The poem appears to be spoken by a female character, as several adjectives describing the “I” speaker have feminine endings. But does this character even need to be human? Others have suggested this, and the idea is amazingly emancipating. “Wulf” was pretty common in OE names, usually as a suffix (for instance, there are so many likely Cynewulf’s in written records that no one can say for sure who was our poet), but it can also just be “wolf.” “Ead-wacer” is a kenning, made up of “ēad” (property, wealth [someone who is lucky because they’re “ēadig” are wealthy]) and “wacor” (watchful). “Property-watchful” or one who is so watching. Who or what watches one’s property? A guard dog. So there’s that. There’s a lot of talk of eating: the rarely attested “āþēcgan” (whose root can mean to accept or to eat) which is usually used to mean to ingest, perhaps extended to mauling like dogs would do. The infant is a “hwelp” — ok, not too subtle there. And when the speaker describes Wulf’s caresses in such aching terms, she says she was “bogum bilēgde” — she is not using human terms here. “Boga” can mean “limb” but is not often used for human limbs as far as I can tell.
To be clear, I am suggesting all three are animals here — a three-way romantic/erotic relationship between dogs, a love traingle perhaps. But given certain contemporary subcultures, this may be a “furry” story, and these are like “fursonae,” or projections of an erotic identity past a solely human body & its acculturated limitations of gender, sexuality, and society. Perhaps a congruent (not identical) exploration of desire is going on here, in terms strange enough to make something culturally awkward expressible, or generally unspeakable articulate. This doesn’t mean all talk on sex was forbidden or censored though. Research seems to indicate that most folks were pretty pragmatic about their sexuality, that it was not necessarily “forbidden” or “puritan” (that came later, and Foucault starts a good conversation on what even those cultural prohibitions on sex talk might actually mean about sexual practices…). But there is always something tough to talk about.

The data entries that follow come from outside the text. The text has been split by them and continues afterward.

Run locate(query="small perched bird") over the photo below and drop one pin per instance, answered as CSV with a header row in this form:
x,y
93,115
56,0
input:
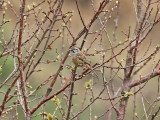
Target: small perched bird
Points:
x,y
79,59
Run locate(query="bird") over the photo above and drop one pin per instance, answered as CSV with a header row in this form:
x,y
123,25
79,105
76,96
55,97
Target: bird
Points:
x,y
79,59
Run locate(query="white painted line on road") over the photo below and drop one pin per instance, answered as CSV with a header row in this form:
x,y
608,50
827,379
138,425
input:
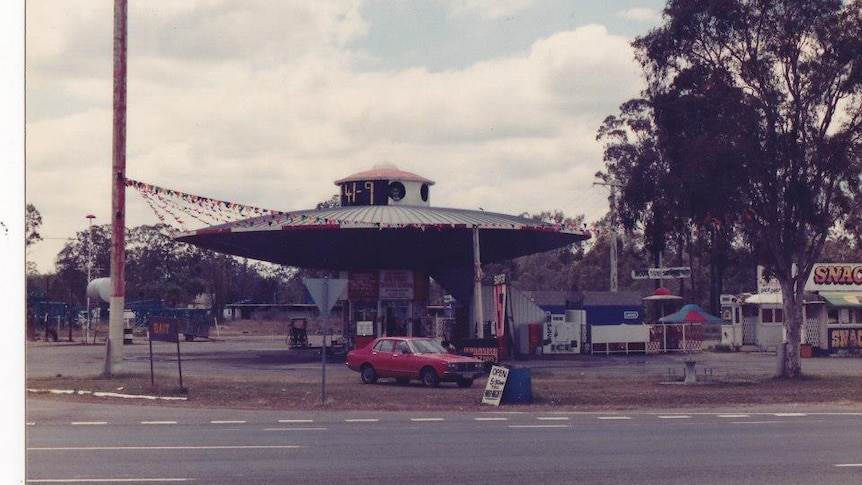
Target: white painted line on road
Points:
x,y
164,448
755,422
110,480
521,426
295,429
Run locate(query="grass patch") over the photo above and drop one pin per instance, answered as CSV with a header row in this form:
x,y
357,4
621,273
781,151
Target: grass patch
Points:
x,y
569,392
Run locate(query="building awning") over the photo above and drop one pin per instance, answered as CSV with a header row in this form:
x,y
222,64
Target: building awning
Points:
x,y
846,299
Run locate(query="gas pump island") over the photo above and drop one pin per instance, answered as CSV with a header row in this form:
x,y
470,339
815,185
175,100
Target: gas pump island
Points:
x,y
388,241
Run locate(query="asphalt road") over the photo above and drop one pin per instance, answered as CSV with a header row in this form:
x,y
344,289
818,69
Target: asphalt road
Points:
x,y
86,443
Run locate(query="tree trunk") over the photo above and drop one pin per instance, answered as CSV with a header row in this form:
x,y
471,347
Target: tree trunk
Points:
x,y
793,303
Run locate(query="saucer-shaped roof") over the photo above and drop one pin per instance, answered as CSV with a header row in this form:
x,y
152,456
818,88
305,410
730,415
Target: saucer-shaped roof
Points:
x,y
385,172
383,237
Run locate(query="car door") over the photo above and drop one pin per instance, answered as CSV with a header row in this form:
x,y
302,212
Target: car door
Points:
x,y
403,361
381,357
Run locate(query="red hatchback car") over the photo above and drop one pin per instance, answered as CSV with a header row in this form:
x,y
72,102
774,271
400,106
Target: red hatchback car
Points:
x,y
406,358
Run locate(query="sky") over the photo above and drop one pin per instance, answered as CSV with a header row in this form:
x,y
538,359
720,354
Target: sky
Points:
x,y
268,102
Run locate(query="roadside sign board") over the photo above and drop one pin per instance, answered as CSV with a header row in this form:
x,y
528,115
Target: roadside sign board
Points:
x,y
325,292
496,383
661,273
164,329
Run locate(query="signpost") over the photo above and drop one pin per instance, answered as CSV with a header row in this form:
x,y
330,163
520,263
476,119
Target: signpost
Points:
x,y
165,330
325,292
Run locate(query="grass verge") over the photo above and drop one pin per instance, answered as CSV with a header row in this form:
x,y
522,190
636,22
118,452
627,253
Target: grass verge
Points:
x,y
567,393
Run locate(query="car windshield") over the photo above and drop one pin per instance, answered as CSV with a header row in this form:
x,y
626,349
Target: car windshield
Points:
x,y
428,346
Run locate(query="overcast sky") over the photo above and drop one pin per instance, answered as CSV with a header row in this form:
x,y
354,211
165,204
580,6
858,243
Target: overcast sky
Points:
x,y
266,103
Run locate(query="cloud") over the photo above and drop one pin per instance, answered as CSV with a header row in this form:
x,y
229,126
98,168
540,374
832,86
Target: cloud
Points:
x,y
492,9
262,103
645,15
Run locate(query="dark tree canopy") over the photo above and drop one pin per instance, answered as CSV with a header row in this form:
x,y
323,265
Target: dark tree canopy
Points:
x,y
757,106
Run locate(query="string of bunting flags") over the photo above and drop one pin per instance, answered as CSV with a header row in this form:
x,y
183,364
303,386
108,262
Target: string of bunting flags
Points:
x,y
176,208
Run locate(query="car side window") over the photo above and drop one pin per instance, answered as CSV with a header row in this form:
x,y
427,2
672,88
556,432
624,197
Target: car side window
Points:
x,y
384,346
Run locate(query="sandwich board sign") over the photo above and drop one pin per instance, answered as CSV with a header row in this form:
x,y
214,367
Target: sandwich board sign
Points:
x,y
496,383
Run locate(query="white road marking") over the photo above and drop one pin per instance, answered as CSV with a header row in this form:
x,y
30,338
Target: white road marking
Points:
x,y
163,448
110,480
295,429
538,425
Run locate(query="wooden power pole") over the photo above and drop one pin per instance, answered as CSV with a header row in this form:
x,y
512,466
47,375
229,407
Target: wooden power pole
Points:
x,y
114,353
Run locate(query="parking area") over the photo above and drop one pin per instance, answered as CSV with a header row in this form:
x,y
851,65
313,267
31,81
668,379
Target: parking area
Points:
x,y
268,357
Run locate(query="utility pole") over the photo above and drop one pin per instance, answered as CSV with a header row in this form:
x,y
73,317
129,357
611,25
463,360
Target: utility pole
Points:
x,y
114,353
477,286
612,201
89,321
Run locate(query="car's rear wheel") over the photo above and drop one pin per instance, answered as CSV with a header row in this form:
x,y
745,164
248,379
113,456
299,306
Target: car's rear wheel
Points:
x,y
368,375
429,377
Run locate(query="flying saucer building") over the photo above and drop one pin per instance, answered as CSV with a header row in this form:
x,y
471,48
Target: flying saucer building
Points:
x,y
388,240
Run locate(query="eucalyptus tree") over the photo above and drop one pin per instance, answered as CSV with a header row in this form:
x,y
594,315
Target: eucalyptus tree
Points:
x,y
791,74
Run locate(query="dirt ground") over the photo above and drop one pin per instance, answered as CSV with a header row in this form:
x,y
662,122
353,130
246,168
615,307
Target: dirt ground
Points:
x,y
254,369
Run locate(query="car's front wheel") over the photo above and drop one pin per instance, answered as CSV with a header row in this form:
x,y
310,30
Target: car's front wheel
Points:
x,y
429,377
368,375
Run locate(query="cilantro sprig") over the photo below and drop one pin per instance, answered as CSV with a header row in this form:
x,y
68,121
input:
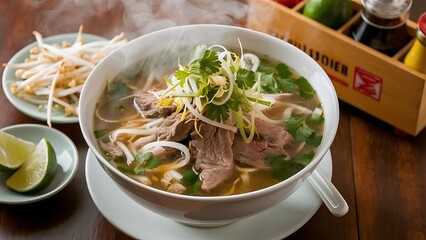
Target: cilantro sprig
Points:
x,y
191,181
303,128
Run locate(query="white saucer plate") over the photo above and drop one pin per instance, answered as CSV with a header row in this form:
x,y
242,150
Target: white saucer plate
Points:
x,y
66,156
275,223
9,77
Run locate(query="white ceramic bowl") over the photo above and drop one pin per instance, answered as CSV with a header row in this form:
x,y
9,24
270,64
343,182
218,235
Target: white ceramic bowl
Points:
x,y
193,210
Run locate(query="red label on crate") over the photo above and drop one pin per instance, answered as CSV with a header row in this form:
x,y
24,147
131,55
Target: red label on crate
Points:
x,y
368,83
338,80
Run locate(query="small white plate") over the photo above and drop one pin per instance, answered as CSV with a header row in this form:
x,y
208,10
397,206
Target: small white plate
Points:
x,y
66,155
28,108
277,222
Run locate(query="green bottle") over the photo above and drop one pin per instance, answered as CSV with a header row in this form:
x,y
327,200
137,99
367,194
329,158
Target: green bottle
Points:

Summing up here, the possibilties that open up in new translation reveal what attitudes, assumptions, stereotypes, and mythologoies suppress (and even the nicest scholars carry with these stereotypes into their work). A reluctance to make waves perhaps, or draw criticism. I think that time is over. Many projects are developing that challenge these former modes (I’m thinking particularly of Miller Wolf Oberman here, among others). I look forward to amplifying all these poets’ work and doing my small part alongside.
This is becoming a real project for me here, and it’s taken 12 years to see how it could be expressed. Translation is critical work, and it has been shunted out of legitimacy for far too long. If the “legitimate” academy could hack at a small corpus of poetry & come up with relatively few new ideas in all that time, then it’s time to reconsider how an academic opinion is derived and who derives it. The Beowulves of Heaney & Headley create space for critical confrontation, to trial-test the old patterns and see if the forms still fathom anything worth fathoming. I do not see this as a matter of pure poetics but political urgency (nor does Headley per her intro), as can be seen playing out in my comments section and in the spaces of public medievalism.
* Other scholars and activists would be better able to speak on whether such a thing even exists. Such issues plague traditional anthropoology as well.